UNCTAD's Services Policy Reviews (SPRs) also support countries in these linkages, by providing a thorough and customized analysis of the services economy and trade, with a methodology that addresses all relevant modes of trading services including Mode 4.

As such, SPRs present policy options to promote the development benefits of services provided by these temporary migrants, including through the best use of economic integration and cooperation and trade agreements, at bilateral, regional and international levels. This encompasses inter alia processes in Bangladesh, Paraguay, and Peru. The SPR of Bangladesh in particular contains an in-depth analysis of labour force exports.

Financial inclusion, digital financial services and migrant's remittances

UNCTAD has supported members' endeavours in fostering financial inclusion and its development contribution to migrants and remittances through SPRs, taking stock of the linkages between financial inclusion and remittances, trade and development implications of financial services, digital financial services, multi-year expert meetings on services, trade and development, and the Global Services Forum. SPRs in particular have a focus on infrastructure services, including on financial services, as it has been the case for e.g. Paraguay and Nicaragua.

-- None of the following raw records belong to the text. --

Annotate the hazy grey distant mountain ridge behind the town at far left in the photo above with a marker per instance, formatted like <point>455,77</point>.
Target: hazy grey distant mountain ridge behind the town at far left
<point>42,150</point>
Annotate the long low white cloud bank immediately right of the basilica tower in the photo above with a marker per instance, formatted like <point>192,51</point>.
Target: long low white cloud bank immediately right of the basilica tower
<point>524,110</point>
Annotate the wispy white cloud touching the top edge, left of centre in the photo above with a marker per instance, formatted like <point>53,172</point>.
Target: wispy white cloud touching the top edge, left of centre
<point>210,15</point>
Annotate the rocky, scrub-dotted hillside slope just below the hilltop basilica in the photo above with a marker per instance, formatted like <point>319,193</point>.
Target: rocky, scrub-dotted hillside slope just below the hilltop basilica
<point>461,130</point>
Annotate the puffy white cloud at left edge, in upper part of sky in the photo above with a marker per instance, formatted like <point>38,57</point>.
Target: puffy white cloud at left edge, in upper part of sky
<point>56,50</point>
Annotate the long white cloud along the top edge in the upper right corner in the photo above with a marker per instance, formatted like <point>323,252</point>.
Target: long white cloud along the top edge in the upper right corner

This focus includes the regulatory objective of universal access and acknowledges the important development potential of financial services and financial inclusion for migration.

Partnerships

Global Compact for Safe, Orderly and Regular Migration (GCM)

UNCTAD supports the intergovernmental negotiations leading to the adoption of a Global Compact for Safe, Orderly, and Regular Migration, a process launched in the context of the New York Declaration for Refugees and Migrants.

Global Forum on Migration and Development (GFMD)

UNCTAD participates and contributes to the GFMD, an initiative of the United Nations Member States to address the migration and development interconnections.

Global Migration Group (GMG)

UNCTAD participates and contributes to the GMG and to several of its working groups.

The GMG is a United Nations inter-agency group to promote the wider application of all relevant international and regional instruments and norms relating to migration, and to encourage the adoption of more coherent, comprehensive and better coordinated approaches to the issue of international migration.

Focus Group on Digital Financial Services (DFS)

UNCTAD participates in this Focus Group devoted to explore ways to improve development benefits - including on remittances - of making available financial services via digital means by building on improved reach and reduced costs.

UNCTAD co-Chairs the Ecosystem Working Group and has collaborated in mapping the DFS ecosystem encompassing policy, regulatory and supervision enablers, players, and products and services - such as remittances.

The Focus Group is hosted by the International Telecommunication Union (ITU) and Chaired by the Gates Foundation, and it is an open platform for digital financial services stakeholders, including regulators, private sector and international organizations, to share knowledge and lessons learned to identify frameworks needed to support the scaling up of DFS usage.